Free at last! Little Eddy Royal and his misbehaving mother, Missy, have been turned out to pasture, so to speak. Eddy turns one-month old in a couple of days and for the first two weeks of his life he, Missy, and Uncle Brumbie were free to roam the 200-acre east meadow. Then, for health reasons, I put the three of them in the 2-acre paddock to limit Missy’s feed. And of course we all know that led in Eddy’s losing battle with the barbed wire fence resulting in he deep chest laceration when he and his mom inexplicably ended up on opposite sides of the fence.

 

 

So after that one week in the big paddock they were downsized into the very small corral that Bob and I hastily constructed from stock panels. These were set up around the stall that is part of the hay barn so the mare and foal shared a space for the past week that is about 24 feet by 48 feet. We’ve had to feed hay every day and Bob’s been packing water to them from the river. And we’ve taken turns shoveling horse poop and soiled straw from their limited confines, twice a day.

 

 

I’ve been visiting Eddy and Missy every morning and evening. I spend at least an hour with them each trip.

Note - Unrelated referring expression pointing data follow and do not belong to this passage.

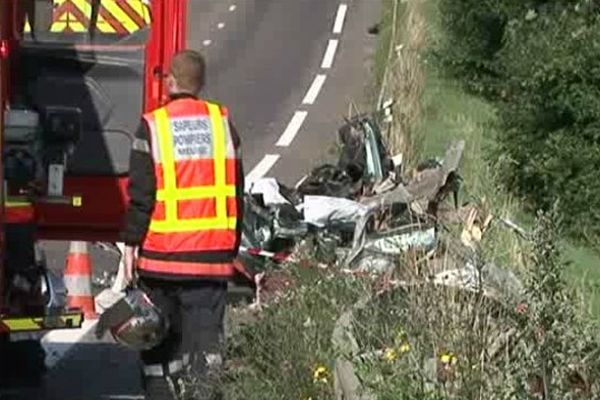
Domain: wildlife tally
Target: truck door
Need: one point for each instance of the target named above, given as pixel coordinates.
(88, 56)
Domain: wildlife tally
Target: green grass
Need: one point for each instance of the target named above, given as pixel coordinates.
(449, 113)
(383, 47)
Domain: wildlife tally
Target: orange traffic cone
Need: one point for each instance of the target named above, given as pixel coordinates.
(78, 280)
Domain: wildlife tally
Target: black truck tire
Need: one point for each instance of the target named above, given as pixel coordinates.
(23, 363)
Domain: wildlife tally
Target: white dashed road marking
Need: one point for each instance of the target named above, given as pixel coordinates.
(329, 54)
(261, 168)
(292, 129)
(314, 89)
(339, 18)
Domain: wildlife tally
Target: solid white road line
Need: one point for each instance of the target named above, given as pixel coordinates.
(261, 168)
(329, 53)
(339, 18)
(314, 89)
(292, 129)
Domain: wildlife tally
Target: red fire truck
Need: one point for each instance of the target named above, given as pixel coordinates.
(75, 75)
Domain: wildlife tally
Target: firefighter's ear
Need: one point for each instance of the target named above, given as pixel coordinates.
(171, 84)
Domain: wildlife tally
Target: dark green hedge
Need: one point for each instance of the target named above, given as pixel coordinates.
(540, 62)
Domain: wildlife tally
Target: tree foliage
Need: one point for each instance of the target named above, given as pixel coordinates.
(538, 60)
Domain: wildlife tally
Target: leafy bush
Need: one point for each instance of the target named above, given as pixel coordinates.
(538, 61)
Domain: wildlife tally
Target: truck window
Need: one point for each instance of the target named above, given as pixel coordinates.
(72, 22)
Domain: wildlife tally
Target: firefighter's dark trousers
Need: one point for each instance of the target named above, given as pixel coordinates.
(193, 350)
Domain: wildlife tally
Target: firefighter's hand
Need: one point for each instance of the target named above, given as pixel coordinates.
(129, 264)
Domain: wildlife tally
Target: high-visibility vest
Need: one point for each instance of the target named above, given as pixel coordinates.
(18, 210)
(193, 225)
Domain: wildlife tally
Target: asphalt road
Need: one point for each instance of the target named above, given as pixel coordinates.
(288, 70)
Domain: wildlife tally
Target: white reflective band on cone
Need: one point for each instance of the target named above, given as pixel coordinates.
(78, 285)
(173, 367)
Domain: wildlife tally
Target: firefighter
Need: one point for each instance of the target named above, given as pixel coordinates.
(183, 225)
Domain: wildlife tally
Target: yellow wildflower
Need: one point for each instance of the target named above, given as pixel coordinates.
(401, 335)
(320, 374)
(390, 354)
(448, 358)
(405, 348)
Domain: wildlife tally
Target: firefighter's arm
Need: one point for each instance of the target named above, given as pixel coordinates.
(141, 189)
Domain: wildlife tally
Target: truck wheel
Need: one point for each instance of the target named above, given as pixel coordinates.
(26, 363)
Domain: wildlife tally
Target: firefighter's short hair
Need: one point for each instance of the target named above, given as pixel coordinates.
(188, 68)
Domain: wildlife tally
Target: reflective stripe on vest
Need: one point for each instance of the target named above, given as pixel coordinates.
(18, 211)
(171, 194)
(196, 205)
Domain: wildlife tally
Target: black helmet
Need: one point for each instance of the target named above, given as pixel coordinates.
(134, 321)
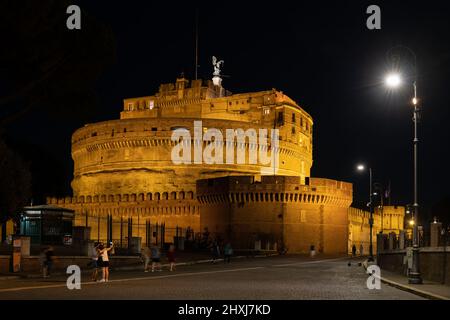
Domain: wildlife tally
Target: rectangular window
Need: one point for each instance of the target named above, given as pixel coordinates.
(280, 120)
(303, 216)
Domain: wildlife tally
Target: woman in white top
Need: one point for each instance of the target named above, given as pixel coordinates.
(104, 261)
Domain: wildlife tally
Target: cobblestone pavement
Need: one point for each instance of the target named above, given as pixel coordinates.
(284, 278)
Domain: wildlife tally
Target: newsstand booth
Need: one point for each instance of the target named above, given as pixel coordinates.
(49, 225)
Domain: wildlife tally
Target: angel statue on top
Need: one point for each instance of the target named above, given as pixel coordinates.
(216, 64)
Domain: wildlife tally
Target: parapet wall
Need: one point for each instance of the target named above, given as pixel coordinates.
(277, 209)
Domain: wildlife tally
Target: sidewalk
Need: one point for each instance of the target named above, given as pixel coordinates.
(182, 259)
(429, 289)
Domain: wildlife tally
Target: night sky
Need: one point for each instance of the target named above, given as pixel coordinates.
(321, 54)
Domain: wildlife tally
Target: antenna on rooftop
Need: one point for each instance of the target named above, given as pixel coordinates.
(196, 43)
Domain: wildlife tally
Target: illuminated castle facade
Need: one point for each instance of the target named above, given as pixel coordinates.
(124, 170)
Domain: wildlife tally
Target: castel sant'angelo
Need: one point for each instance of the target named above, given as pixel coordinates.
(196, 156)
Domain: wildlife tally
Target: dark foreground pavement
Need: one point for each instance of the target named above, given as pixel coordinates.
(279, 278)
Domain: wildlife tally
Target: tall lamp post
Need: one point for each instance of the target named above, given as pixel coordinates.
(370, 204)
(394, 80)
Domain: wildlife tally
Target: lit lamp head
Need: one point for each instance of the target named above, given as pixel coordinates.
(393, 80)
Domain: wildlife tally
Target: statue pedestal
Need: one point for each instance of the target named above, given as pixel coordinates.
(217, 81)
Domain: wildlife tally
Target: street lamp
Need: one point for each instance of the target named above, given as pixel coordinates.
(393, 80)
(361, 167)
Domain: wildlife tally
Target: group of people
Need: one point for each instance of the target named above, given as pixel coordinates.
(216, 251)
(361, 250)
(100, 260)
(153, 255)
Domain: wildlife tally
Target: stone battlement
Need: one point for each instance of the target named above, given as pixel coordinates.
(132, 198)
(274, 189)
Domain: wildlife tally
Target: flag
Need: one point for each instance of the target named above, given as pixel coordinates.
(387, 193)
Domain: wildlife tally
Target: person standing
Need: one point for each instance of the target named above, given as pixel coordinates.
(171, 257)
(94, 261)
(228, 252)
(146, 254)
(215, 250)
(156, 258)
(48, 261)
(42, 261)
(103, 254)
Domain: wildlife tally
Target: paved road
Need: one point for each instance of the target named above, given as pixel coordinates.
(285, 278)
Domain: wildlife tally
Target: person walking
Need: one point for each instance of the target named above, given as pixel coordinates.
(94, 261)
(171, 257)
(48, 261)
(228, 252)
(103, 255)
(156, 258)
(42, 262)
(146, 255)
(215, 250)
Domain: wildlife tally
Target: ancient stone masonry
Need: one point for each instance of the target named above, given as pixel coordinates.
(124, 171)
(277, 210)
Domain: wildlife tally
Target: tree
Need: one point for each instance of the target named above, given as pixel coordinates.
(15, 183)
(45, 65)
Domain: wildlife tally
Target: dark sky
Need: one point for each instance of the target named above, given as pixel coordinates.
(319, 53)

I clean and doctor Eddy’s wound, clean the corral, flake out hay, and let Eddy out of the corral for a spell to practice feeding on green grass, and to work on his lessons. He is a very smart horse, quick to learn. At 3-weeks he is completely halter broken and will walk, trot and stop at my side when I ask him to. He’s been learning to back up the last few days and yesterday I introduced him to being tied up. I tied him to a firmly set post, snubbed up tight, then let him figure out that he wasn’t stronger than the post. I had to train him to stand while tied because with Bob gone, I need to doctor him by myself. We’ve even been going on some little walk-about. I lead him, or he leads me, into the nearby trees or behind the barn. But Missy, who remains in the corral, gets awful panicky, then Eddy wants to rush the 100 yards or so back to her. At least once a day, sometimes twice if I have time, I let him loose to gallop and hop and kick and cavort all through the tall, green grass. Then he grazes for a bit but quickly gets bored and runs some more, then asks to be let back in the pen with mom.

 

 

His wound is doing well and it doesn’t really need the homeopathic spray I’ve been using to heal any more. Since yesterday I’ve been having a strong inclination to let them back into the wide-open spaces of the east field so Eddy isn’t so bored. And I feel like he is not as muscular as he once was and needs more exercise. I’m sure I could list half a dozen reasons why it might be better for him to be running free, and an equal number for why he should stay corralled. But, my intuition has been strongly in favor of turning them loose so tonight, after an extra long schooling session, I took off his halter like usual for a romp, but then let Missy out too. It was somewhat anti-climactic for a while as they grazed their way over to Brumbie and the three of them mostly just ate. I hung out with the herd and pet Eddy as much as I could so he won’t snub me in the future when I try to love on him in the wild.

 

 

After about 20 minutes Missy seemed to figure out she was free and started grazing further and further away from the barn. Eddy seemed to think this was exciting so he started to run and romp and buck his way far out into the meadow with Missy and Brumbie moseying along. I guess Eddy’s antics finally got the best of the grown ups who started trotting after him, shaking their heads and acting playful. This encouraged Eddy to go nuts and he tore around the big field running as fast as the wind. I watched and smiled and waved good-bye as they raced a half-mile off toward the forest. When I got back to the cabin I found Eddy through the binoculars and he was still galloping and rearing and generally just tearing it up. He’s gotten more exercise tonight than in the entire past week of confinement. That just has to be good for him.